The core zone will be centred around Maasmechelen, a municipality of 37,000 inhabitants known for its coalmining history. Maasmechelen nowadays also is well-known even across the border in the Netherlands for its Outlet Shopping Center (attracting over 2 million people a year): ‘Maasmechelen Village’ was constructed on the grounds of the former mine of Eisden.
I did not come to shop obviously, but to get a grasp of this potential WHS. For its natural values I prepared a visit to Hoge Kempen National Park. The park only exists since 2006, and commercial exploitation seems to be a big issue here too. There are 6 designated access points to the park, but most have been spiced up to include attractions such as dog parks, miniature golf courts or a planetarium. I eventually choose the ‘Mechelse Heide’. This is mostly heathland, where a few easy hiking trails have been laid out. I walked the 5.5km long blue route, which has distant views on a former sand and gravel quarry.
The site’s natural value is geological: here you can find river sediments of the last Ice Ages – sand, gravel, pebbles. This is said to be the best-kept example of glacial formation effects from that period in Europe. I cannot really say that my hike brought me closer to seeing, let alone understanding, this. There’s no interpretation along the trail, and most of it goes through a rather nondescript forest. I was even less successful at another access point, Station As. Here I followed a short trail that should reach the wall of a former gravel quarry where you can see the different deposits since the Ice Age. No “wall” was found by me however!

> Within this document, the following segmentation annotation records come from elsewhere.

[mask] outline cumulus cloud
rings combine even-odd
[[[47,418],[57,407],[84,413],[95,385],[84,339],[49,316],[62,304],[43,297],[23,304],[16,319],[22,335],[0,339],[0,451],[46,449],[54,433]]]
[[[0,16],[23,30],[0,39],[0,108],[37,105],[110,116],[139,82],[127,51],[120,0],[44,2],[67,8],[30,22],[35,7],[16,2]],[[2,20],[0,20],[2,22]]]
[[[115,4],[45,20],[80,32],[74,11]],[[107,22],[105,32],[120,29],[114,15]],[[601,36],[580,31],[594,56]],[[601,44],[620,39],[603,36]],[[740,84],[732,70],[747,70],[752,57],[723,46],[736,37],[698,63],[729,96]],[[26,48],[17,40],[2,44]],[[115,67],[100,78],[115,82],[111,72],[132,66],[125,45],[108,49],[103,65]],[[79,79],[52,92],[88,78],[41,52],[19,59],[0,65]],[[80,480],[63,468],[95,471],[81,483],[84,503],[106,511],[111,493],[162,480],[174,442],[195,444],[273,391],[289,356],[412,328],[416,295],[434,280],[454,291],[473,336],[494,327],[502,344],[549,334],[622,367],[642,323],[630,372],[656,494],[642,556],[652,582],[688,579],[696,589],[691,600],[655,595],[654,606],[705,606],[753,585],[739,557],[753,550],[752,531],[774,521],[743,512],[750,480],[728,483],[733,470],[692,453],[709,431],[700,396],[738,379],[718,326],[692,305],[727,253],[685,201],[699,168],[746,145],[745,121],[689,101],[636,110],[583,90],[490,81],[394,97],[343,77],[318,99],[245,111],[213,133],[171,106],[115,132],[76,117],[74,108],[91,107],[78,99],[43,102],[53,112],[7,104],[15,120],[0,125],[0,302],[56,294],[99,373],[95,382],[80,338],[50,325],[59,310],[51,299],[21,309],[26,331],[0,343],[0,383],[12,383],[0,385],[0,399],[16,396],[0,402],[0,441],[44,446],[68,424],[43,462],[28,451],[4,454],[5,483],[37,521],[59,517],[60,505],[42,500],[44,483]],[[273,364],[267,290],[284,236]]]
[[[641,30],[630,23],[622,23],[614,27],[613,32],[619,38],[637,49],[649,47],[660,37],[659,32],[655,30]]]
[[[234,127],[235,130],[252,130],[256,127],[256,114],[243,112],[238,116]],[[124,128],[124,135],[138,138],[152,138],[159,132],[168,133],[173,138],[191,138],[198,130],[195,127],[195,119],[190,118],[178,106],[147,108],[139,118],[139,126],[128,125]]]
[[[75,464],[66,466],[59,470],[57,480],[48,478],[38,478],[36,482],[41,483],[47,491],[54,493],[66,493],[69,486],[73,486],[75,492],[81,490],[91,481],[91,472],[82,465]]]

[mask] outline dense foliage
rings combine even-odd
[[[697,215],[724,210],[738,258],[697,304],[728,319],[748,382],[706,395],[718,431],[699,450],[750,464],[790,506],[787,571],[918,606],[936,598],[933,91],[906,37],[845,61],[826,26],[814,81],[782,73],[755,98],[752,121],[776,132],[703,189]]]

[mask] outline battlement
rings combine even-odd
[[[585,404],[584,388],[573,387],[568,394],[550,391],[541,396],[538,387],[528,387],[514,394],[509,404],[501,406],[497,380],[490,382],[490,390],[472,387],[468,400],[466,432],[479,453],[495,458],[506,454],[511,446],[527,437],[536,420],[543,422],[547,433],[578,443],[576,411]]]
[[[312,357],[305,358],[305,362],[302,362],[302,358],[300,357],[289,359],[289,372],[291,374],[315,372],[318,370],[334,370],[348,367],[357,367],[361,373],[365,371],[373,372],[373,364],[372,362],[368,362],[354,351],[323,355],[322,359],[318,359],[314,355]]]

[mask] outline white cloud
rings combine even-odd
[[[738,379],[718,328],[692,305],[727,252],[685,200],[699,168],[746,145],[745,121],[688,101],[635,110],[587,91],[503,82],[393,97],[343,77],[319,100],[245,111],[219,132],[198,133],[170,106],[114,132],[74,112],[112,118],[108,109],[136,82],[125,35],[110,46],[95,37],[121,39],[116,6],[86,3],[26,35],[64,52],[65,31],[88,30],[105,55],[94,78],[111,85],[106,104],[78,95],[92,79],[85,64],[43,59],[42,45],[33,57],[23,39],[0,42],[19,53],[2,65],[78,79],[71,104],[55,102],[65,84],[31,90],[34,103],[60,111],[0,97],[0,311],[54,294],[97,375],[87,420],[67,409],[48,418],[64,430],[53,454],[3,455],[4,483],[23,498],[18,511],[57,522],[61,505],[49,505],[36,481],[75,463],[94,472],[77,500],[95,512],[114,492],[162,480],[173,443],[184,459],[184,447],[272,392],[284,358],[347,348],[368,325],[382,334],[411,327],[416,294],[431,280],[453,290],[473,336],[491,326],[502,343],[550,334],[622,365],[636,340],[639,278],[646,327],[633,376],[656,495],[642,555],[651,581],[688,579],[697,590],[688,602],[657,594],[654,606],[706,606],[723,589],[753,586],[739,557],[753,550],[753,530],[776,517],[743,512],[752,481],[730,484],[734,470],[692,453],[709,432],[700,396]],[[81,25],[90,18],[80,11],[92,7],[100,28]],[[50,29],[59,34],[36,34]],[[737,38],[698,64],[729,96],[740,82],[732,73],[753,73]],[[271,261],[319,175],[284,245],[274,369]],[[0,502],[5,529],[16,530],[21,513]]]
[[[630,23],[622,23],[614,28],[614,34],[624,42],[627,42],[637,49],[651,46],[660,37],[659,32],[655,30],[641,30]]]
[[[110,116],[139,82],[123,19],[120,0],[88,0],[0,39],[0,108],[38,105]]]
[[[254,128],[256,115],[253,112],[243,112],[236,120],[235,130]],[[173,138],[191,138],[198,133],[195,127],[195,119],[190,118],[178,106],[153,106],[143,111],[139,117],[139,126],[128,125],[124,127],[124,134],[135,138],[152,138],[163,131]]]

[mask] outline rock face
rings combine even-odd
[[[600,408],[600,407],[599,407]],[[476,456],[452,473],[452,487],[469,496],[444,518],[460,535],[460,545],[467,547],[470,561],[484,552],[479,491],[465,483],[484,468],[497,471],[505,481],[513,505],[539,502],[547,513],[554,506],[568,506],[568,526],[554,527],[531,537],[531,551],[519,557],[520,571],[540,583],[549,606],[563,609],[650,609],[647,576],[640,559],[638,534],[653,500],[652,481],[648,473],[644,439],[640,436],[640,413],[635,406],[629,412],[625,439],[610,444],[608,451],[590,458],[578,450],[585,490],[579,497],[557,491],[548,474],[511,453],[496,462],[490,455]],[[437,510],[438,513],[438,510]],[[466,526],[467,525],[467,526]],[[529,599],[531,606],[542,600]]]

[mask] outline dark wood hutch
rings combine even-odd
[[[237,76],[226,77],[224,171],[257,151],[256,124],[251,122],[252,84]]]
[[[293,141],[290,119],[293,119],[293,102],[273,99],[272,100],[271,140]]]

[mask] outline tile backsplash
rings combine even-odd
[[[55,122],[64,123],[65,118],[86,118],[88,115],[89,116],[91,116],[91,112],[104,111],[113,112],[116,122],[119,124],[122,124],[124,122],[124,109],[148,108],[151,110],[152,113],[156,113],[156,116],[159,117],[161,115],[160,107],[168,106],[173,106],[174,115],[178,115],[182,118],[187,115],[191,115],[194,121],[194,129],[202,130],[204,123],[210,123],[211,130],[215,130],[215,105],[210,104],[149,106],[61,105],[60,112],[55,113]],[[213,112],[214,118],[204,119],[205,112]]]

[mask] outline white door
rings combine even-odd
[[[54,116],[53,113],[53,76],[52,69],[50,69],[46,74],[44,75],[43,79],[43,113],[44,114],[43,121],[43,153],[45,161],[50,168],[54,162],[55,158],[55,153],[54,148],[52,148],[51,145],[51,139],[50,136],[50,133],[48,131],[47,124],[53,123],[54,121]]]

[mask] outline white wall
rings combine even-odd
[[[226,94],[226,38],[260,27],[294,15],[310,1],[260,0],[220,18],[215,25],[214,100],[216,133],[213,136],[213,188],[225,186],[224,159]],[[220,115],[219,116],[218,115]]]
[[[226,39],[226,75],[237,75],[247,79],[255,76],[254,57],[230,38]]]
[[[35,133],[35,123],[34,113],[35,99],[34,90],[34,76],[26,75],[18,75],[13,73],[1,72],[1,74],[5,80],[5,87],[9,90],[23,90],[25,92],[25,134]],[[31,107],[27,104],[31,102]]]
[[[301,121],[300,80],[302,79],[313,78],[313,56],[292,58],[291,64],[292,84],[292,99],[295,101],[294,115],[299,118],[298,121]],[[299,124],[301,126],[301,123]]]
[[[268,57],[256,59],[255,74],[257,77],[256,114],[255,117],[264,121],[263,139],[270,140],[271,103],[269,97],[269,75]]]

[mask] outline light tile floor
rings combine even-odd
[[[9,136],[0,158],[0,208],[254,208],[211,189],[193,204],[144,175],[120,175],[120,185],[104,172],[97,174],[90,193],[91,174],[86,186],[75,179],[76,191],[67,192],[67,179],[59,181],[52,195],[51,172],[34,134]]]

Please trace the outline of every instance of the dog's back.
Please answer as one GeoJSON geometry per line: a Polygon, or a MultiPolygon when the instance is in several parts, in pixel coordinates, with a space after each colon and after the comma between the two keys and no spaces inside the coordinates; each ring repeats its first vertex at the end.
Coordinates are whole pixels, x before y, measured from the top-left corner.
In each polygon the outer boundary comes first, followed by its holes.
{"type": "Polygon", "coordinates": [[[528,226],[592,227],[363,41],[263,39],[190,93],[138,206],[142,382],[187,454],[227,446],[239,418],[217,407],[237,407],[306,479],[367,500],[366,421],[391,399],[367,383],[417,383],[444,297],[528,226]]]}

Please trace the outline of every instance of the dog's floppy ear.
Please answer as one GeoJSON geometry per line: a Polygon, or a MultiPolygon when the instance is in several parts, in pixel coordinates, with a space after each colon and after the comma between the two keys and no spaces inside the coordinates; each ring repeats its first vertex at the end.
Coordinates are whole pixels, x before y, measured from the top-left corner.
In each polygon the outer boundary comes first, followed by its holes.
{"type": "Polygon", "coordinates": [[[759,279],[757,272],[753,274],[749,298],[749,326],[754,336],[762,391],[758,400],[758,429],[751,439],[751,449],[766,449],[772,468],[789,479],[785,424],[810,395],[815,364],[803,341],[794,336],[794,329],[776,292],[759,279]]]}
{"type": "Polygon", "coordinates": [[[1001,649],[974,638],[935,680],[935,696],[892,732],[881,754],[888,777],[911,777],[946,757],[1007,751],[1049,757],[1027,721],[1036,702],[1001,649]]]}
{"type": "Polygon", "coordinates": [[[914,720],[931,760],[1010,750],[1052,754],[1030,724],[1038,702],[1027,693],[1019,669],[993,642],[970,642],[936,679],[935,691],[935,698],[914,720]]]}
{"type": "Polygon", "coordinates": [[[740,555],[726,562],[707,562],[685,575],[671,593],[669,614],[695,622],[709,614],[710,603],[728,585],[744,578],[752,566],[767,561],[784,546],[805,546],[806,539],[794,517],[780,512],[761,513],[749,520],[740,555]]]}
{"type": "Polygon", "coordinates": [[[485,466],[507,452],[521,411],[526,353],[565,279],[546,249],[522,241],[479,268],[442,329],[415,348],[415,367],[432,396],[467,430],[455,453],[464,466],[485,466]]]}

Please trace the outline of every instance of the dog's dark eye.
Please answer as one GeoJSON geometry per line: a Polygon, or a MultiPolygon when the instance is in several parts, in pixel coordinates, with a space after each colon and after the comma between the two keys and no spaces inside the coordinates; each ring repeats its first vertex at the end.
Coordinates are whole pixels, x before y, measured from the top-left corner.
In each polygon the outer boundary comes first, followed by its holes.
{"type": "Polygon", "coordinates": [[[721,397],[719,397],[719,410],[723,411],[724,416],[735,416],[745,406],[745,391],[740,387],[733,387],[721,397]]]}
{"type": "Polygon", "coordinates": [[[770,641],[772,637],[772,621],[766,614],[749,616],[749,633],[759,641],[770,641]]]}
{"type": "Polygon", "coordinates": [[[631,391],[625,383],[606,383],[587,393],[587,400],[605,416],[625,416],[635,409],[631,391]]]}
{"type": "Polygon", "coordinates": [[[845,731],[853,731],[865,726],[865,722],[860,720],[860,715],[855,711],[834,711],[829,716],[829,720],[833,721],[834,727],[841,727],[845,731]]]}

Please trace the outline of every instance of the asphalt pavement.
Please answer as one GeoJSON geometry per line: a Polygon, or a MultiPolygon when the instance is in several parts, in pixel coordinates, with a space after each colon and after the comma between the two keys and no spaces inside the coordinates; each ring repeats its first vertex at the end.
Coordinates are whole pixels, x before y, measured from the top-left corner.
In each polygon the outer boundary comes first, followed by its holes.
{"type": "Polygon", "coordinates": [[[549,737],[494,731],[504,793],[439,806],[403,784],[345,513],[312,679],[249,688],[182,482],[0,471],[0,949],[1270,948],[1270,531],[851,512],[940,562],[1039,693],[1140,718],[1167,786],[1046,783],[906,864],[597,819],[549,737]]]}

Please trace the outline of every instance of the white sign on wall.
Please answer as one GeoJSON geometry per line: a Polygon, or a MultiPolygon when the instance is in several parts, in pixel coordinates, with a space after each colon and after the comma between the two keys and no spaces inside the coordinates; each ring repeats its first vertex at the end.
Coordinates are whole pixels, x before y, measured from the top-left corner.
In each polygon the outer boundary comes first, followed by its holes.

It’s a long story getting from the natural circumstances to the cultural landscape, which is the other pillar of this proposed WHS. Due to the sand and gravel, the agricultural value of this area was poor and it was mostly used for keeping cows and sheep. However, coal was discovered in the ground and the area was quickly turned around into an industrial economic system. This system came with changes in the landscape (slag heaps etc), migration from other parts of Europe and specific facilities such as housing for the miners. It even became the subject of 19th-century, Western European landscape painting (a favourite spot for plein air painting). This broad scope is reflected in the proposed criteria for inscription, and I can already see IUCN and ICOMOS lamenting about the lack of focus.
On my way back home I drove via the garden quarter of Eisden, considered to be the most beautiful example of the Garden City concept on the European continent. This is not exactly a neighbourhood with homes for poor miners’ families. Spacious villas and public buildings were constructed in a leafy suburb. They’re now often converted into restaurants (and even a casino), or are in private use so that it felt a bit awkward to stop the car and take photos. There are a number of pretty buildings though, such as the huge ‘mining cathedral’, the parish house, the school and the house of a mining engineer.